No hace falta ser un cínico para compartir la butade de Wilde. Basta con reconocer humildemente que determinadas realidades escapan a nuestro control, siendo la atracción física una de ellas. El paso del tiempo es implacable. Las carnes pierden firmeza, echamos tripa y papada, nos arrugamos y encorvamos. Peor aún: lo que en el arrebato inicial nos parecían virtudes se tornan defectos y ese lunar que tienes, cariño mío, junto a la boca, dáselo a quien te dé la gana, porque lo he mirado más de cerca y resulta que es una verruga.

Y el problema no es solo lo que nos ocurre por fuera.

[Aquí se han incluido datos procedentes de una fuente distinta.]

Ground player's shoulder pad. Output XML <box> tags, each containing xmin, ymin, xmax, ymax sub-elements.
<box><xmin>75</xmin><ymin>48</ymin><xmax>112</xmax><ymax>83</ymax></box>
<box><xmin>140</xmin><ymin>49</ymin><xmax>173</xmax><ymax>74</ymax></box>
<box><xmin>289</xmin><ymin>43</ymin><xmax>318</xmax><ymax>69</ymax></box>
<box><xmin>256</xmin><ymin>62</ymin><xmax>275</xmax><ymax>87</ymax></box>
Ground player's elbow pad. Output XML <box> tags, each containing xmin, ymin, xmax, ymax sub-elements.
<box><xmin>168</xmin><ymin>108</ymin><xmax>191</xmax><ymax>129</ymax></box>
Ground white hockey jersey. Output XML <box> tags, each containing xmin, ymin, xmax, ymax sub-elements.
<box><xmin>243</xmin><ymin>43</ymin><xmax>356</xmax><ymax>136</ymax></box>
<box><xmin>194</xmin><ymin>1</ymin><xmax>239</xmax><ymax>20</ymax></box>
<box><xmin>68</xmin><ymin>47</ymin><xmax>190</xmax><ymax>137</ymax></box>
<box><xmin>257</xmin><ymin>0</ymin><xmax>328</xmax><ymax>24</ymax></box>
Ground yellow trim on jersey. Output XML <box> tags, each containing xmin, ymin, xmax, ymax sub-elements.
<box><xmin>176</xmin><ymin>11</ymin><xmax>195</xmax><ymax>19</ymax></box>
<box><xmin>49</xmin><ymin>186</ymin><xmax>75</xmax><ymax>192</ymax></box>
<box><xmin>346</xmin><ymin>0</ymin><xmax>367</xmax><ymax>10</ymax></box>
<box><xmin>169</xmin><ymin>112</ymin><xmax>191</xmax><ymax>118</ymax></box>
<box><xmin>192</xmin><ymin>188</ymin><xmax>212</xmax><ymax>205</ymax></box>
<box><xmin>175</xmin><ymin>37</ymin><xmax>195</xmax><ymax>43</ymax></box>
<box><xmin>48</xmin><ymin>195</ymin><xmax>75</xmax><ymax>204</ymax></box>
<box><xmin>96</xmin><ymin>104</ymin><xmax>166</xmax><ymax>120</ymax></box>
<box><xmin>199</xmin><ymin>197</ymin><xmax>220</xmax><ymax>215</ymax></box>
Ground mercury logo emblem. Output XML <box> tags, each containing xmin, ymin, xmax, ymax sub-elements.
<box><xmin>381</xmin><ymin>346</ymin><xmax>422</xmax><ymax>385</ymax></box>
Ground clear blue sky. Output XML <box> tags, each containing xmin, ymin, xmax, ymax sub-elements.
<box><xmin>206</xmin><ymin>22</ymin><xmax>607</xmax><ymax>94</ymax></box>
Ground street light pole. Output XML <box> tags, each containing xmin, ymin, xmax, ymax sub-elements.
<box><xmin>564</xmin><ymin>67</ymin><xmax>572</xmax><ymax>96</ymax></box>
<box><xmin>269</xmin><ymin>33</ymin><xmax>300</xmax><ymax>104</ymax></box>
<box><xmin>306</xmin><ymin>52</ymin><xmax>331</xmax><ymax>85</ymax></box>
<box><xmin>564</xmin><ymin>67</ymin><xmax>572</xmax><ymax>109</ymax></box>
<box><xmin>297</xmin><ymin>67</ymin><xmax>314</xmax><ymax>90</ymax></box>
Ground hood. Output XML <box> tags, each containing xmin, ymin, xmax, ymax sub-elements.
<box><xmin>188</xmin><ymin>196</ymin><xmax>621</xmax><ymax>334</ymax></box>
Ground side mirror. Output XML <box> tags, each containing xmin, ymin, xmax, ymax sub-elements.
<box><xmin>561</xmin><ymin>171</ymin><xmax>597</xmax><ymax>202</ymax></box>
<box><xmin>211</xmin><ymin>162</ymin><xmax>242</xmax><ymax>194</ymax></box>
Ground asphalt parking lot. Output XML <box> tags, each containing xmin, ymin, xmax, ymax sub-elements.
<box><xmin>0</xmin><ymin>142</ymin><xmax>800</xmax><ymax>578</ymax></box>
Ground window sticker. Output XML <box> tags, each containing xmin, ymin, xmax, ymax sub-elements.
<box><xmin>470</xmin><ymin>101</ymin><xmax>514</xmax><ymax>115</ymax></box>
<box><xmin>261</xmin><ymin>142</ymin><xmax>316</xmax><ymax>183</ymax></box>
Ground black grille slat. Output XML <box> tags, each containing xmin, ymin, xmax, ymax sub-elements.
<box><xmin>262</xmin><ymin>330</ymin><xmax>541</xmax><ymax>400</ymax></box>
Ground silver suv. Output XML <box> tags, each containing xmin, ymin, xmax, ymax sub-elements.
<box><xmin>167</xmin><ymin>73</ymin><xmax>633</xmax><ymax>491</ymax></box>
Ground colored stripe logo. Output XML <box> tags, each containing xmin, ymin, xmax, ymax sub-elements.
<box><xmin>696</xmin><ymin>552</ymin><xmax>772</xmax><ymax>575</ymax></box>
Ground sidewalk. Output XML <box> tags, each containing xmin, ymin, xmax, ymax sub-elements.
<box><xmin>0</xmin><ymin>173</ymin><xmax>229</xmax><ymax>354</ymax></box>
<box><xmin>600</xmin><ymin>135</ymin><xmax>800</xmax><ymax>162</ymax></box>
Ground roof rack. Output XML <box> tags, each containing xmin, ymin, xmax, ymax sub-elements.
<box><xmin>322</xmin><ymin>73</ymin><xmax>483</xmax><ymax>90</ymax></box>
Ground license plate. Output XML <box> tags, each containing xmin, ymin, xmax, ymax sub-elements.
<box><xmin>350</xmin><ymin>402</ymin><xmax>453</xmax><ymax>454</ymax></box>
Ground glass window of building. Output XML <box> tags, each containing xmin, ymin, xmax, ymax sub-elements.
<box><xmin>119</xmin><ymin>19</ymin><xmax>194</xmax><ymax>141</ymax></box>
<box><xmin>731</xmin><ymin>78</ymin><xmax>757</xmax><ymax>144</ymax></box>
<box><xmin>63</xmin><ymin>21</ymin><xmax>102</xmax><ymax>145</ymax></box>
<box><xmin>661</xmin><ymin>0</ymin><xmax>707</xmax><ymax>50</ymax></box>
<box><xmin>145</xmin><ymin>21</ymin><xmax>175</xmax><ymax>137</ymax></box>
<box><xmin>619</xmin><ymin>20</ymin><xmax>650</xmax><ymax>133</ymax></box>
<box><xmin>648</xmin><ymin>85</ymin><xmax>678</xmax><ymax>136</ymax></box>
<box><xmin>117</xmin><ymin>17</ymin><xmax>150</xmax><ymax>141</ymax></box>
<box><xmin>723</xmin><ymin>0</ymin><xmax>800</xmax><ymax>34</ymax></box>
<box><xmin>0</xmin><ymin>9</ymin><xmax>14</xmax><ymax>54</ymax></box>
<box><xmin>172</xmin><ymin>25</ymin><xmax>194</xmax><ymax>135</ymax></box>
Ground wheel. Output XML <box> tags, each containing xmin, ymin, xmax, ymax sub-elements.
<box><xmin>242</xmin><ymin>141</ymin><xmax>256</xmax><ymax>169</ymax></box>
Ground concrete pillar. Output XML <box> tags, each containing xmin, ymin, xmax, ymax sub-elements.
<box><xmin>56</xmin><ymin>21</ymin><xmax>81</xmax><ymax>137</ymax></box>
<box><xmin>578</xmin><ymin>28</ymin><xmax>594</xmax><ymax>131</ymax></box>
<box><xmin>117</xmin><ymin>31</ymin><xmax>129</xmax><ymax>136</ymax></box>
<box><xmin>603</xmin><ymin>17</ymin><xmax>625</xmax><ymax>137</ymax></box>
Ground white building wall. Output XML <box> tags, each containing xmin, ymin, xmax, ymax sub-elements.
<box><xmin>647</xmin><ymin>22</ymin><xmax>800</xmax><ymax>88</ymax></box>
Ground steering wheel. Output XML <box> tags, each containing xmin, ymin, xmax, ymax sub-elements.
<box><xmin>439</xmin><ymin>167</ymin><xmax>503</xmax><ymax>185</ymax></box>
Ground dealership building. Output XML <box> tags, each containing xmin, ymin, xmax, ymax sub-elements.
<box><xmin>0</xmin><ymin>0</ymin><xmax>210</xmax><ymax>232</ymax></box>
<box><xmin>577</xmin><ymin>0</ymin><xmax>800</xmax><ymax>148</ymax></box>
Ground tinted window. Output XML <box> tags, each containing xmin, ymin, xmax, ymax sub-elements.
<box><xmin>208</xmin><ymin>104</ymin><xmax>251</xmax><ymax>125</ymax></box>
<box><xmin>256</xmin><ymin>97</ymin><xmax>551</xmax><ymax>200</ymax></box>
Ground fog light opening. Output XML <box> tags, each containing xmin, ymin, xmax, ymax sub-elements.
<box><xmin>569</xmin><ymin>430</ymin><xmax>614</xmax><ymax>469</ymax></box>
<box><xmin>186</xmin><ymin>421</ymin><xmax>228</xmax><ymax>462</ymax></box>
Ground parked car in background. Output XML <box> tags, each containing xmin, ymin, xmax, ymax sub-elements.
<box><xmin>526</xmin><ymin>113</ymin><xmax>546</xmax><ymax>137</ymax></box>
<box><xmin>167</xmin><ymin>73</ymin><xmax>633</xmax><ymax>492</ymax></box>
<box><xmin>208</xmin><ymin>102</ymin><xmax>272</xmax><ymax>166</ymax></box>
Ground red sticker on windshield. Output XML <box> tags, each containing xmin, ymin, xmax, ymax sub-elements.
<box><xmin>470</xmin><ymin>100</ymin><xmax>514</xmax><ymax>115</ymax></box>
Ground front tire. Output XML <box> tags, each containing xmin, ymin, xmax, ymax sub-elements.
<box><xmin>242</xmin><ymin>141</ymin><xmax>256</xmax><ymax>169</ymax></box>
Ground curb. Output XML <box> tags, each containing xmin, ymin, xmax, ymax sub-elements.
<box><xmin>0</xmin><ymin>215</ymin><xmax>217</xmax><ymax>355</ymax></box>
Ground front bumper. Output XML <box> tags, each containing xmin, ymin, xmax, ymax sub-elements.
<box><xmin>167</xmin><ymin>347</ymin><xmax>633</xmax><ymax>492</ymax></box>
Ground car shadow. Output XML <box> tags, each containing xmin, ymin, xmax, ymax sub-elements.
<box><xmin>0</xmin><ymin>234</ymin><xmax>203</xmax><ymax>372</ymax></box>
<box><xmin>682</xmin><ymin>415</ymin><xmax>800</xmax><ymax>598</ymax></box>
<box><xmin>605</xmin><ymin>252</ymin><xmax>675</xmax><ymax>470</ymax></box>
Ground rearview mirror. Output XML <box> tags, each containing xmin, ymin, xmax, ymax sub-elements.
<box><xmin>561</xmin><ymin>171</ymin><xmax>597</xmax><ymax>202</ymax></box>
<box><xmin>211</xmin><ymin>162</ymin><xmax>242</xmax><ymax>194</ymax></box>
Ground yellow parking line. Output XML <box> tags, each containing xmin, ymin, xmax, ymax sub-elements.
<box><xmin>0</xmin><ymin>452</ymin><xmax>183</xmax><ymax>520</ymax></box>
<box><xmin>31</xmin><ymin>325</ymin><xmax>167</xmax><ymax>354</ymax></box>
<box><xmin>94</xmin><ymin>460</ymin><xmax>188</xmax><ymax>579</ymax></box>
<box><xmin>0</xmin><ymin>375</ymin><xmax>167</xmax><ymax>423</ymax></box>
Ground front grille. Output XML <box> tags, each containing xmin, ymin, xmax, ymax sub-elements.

También envejecemos por dentro. “La gente subestima lo mucho que cambiará en el futuro”, escribe el psicólogo Dan Ariely. “Tendemos a pensar que ahora mismo, en este preciso instante, nos hemos convertido en la persona que seremos el resto de nuestra existencia”. Ariely refiere una investigación en la que se preguntó a 19.000 individuos de entre 18 y 68 años si sus gustos musicales habían evolucionado en la última década y si creían que evolucionarían igualmente en la siguiente. “Personas de todas las edades admitieron que habían cambiado mucho, pero no esperaban hacerlo más”. Se trata, sin embargo, de la “ilusión del fin de la historia”: la idea de que el pasado habría sido un ensayo, un mero tanteo, una preparación para la madurez actual y definitiva.

Este sesgo cognitivo tiene un costado entrañable y hasta divertido, que se pone de manifiesto cuando un álbum de fotos familiares cae en manos de un hijo o de un sobrino. “¡Menudos pantalones! Y no te pierdas los cuellos de las camisas, parece que van a echar a volar. ¿De verdad salíais así a la calle?”

Por desgracia, este espejismo no opera únicamente en el ámbito privado. Muchos ciudadanos piensan también que hemos alcanzado el cénit en política y moral y se creen autorizados a juzgar y condenar a nuestros ancestros desde la altura de los tiempos. Derriban estatuas, proscriben ideas y queman libros, pero su arrogancia es tan perecedera como la Inquisición, el Reich de los mil años o el amor de John Denver por Annie.